According to a new study published in JAMA Network Open, researchers and clinicians at the University of Pittsburgh and UPMC employed machine learning to design and implement a reliable and flexible model for predicting surgery complications in patients.
Prior to the COVID-19 pandemic, complications 30 days following surgery were the third largest cause of mortality worldwide, killing over 4.2 million people each year. Identifying high-risk individuals for complications before surgery is crucial to saving lives and minimizing health-care expenditures.
“Improving overall health of patients prior to surgery through prehabilitation can go a long way in improving outcomes for high-risk patients,” said Aman Mahajan, M.D., Ph.D., M.B.A., chair of Anesthesiology and Perioperative Medicine, Pitt School of Medicine, and director of UPMC Perioperative and Surgical Services. “However, identifying high-risk patients can be challenging for busy clinicians, who have to integrate the wealth of health data available and frequently perform additional testing and clinical assessments. We wanted to build an easy-to-use model that provides the health care team with an automated and accurate risk assessment quickly using existing data in the electronic health record.”
To develop the model, Mahajan and Oscar Marroquin, M.D., chief health care data and analytics officer at UPMC, and their colleagues trained the algorithm on over 1.25 million surgical patients’ medical records. The model focused on mortality and whether patients experienced a significant brain or cardiac event after surgery, such as a stroke or heart attack. The model was subsequently verified against another 200,000 UPMC surgery patients.
Following validation, the approach was implemented across 20 UPMC hospitals. Every morning, the computer scans the electronic medical record for patients scheduled for surgery and flags those deemed high-risk. This notification enables clinical teams to better coordinate care and implement some prehabilitation in advance of their operation, such as making healthier decisions or referring them to the UPMC Center for Perioperative Care, minimizing their risk of problems. Clinicians can also run the model on demand at any moment.

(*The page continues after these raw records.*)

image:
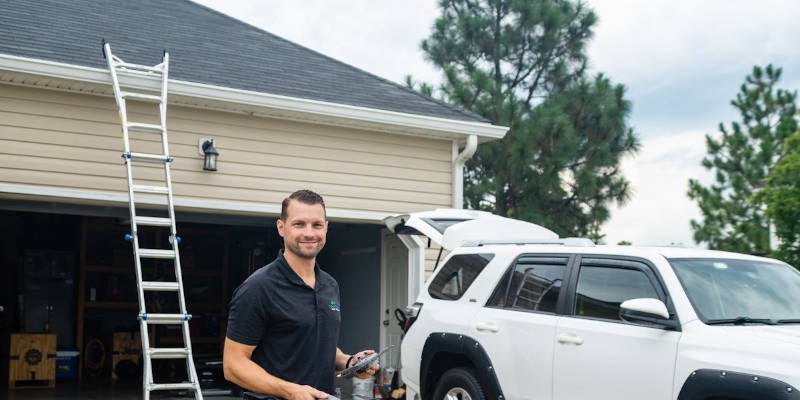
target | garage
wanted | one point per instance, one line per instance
(72, 276)
(370, 147)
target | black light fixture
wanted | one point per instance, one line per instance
(211, 153)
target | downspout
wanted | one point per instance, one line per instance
(459, 159)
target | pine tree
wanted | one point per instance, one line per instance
(742, 157)
(781, 195)
(522, 64)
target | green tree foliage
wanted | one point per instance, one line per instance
(521, 64)
(782, 198)
(742, 157)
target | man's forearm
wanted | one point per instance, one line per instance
(341, 360)
(251, 376)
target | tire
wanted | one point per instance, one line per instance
(459, 384)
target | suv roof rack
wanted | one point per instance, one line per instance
(576, 242)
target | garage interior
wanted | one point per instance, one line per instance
(66, 270)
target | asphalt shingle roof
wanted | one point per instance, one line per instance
(205, 46)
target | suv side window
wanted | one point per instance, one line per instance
(601, 290)
(531, 284)
(457, 275)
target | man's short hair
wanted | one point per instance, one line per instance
(304, 196)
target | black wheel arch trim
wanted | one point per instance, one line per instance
(705, 383)
(465, 346)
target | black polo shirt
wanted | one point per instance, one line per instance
(295, 328)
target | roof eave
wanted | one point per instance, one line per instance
(20, 70)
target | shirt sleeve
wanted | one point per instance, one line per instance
(247, 314)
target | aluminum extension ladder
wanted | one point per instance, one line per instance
(116, 65)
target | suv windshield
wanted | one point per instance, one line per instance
(740, 291)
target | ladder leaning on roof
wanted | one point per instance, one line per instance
(116, 65)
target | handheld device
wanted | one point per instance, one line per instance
(363, 364)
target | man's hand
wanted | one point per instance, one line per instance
(304, 392)
(370, 371)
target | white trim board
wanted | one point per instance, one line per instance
(45, 193)
(60, 76)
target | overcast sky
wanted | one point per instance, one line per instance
(682, 62)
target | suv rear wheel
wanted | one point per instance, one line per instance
(459, 384)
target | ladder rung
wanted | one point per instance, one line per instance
(121, 64)
(151, 158)
(156, 286)
(152, 128)
(153, 221)
(140, 96)
(149, 189)
(168, 353)
(166, 319)
(173, 386)
(156, 253)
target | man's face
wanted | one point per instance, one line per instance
(304, 230)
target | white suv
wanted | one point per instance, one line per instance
(514, 312)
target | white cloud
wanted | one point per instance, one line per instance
(682, 61)
(659, 211)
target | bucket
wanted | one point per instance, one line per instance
(362, 388)
(388, 375)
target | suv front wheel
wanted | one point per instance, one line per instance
(459, 384)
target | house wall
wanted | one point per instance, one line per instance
(68, 140)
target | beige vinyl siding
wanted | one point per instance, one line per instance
(67, 140)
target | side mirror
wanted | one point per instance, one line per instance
(647, 311)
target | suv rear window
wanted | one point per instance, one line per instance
(535, 283)
(457, 275)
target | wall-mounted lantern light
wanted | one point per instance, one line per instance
(210, 153)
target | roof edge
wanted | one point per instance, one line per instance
(270, 104)
(87, 196)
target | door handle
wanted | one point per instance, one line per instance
(490, 327)
(569, 338)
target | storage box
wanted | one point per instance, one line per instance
(67, 364)
(32, 360)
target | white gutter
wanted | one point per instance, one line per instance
(257, 103)
(459, 159)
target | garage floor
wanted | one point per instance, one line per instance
(118, 391)
(89, 392)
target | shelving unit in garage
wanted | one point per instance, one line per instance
(106, 283)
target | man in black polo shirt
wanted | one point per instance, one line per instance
(283, 323)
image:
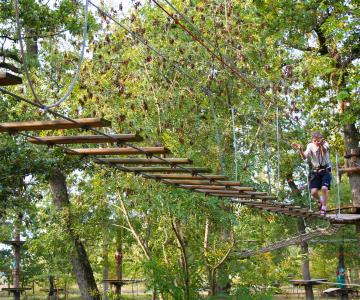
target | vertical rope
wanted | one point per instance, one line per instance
(268, 172)
(338, 184)
(308, 183)
(278, 149)
(217, 134)
(235, 143)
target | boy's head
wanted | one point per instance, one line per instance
(317, 137)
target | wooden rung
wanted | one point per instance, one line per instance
(118, 151)
(349, 170)
(224, 191)
(9, 79)
(53, 124)
(189, 177)
(217, 187)
(85, 139)
(230, 196)
(143, 161)
(167, 170)
(203, 181)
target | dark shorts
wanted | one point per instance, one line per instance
(320, 179)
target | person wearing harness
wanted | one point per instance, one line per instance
(320, 176)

Mahajan and his team compared their approach to the American College of Surgeons’ National Surgical Quality Improvement Program (ACS NSQIP) to acquire a better grasp of how it compared to the industry standard. While the ACS NSQIP is utilized in hospitals across the country, doctors must manually enter patient information and cannot predict if information is missing. Mahajan and his colleagues discovered that their approach outperformed the ACS NSQIP at identifying high-risk patients.
“We designed our model with the health care worker in mind,” Marroquin said. “Since our model is completely automated and can make educated predictions even if some data are missing, it adds almost no additional burden to clinicians while providing them a reliable and useful tool.”
As the model is tweaked and extended further, Mahajan and his team hope to teach the computer to anticipate the possibility of sepsis, respiratory problems, and other complications that frequently detain patients in the hospital following surgery.